Posted Sep 23, 2024 19:07 UTC (Mon) by NYKevin (subscriber, #129325)In reply to: > Guo joked that the best way to learn Rust was to learn C++, hate it, and then learn Rust. by adobriyan
Parent article: Resources for learning Rust for kernel development
The basic reason this is painful is because:
1. You are trying to round-trip possibly-invalid Unicode...
2. ...and (presumably) do some string transformations on it that may not be reasonably applicable to invalid Unicode...
3. ...and then you want to impose a restriction on the output format (no embedded nulls) that was not applied to the input (OsString does not prohibit embedded nulls, since it can be constructed directly from String without checking for nulls).
Of course this is all doable, but if you want it to function correctly, you are going to have to stop and think a little bit about what "function correctly" even means in this context. Frankly, you are either going to have pain up-front or pain later (when it does something subtly wrong), no matter what language you use for this. Rust is a little unusual in that it forces you to have that pain up-front instead of later, but that's arguably the whole point of using Rust.
Anyway, I would also point out that Rust does provide slice::utf8_chunks(), which makes this at least somewhat practical (if a little fiddly). See https://doc.rust-lang.org/stable/std/primitive.slice.html... for example code.

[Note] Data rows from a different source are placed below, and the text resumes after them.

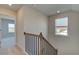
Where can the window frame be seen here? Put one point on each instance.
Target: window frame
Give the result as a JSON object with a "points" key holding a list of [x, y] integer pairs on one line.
{"points": [[67, 26]]}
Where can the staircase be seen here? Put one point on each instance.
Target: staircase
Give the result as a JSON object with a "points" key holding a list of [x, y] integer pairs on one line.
{"points": [[38, 45]]}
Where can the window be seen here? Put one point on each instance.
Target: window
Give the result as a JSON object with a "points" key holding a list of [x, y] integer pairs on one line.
{"points": [[61, 26], [11, 27]]}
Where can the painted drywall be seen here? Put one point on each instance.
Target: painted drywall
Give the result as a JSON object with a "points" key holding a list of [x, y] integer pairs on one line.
{"points": [[8, 12], [30, 20], [65, 44], [4, 26]]}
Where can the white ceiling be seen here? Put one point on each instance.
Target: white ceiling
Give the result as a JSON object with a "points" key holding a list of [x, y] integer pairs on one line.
{"points": [[47, 9], [13, 7], [50, 9]]}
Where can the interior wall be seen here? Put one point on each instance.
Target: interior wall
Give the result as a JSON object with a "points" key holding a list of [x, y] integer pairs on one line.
{"points": [[11, 41], [65, 44], [30, 20]]}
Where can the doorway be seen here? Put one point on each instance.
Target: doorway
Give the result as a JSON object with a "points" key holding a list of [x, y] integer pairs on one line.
{"points": [[7, 31]]}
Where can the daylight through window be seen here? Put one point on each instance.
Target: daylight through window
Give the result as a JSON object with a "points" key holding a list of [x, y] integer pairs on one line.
{"points": [[61, 26]]}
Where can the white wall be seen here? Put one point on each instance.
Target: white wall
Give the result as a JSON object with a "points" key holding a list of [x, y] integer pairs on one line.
{"points": [[65, 45], [8, 12], [31, 21]]}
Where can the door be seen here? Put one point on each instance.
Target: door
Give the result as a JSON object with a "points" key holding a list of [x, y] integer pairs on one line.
{"points": [[7, 33]]}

Of course, if you're not in UTF-8, that's useless... but I'm not convinced this is even feasible in (most) encodings other than UTF-8 in the first place (UTF-8 is self-synchronizing, so you can "resume" decoding it after getting interrupted by invalid bytes, but most other encodings make no attempt to support that, e.g. if UTF-16 gets offset by one byte, then the whole rest of the string will be parsed incorrectly - and that's the easy one, Shift JIS is even worse in comparison since it reuses some single-byte code units as the second of a two-byte code sequence). You probably could do it in a legacy 8-bit encoding like ISO-8859-*, but meh, at that point you can just iterate one byte at a time anyway.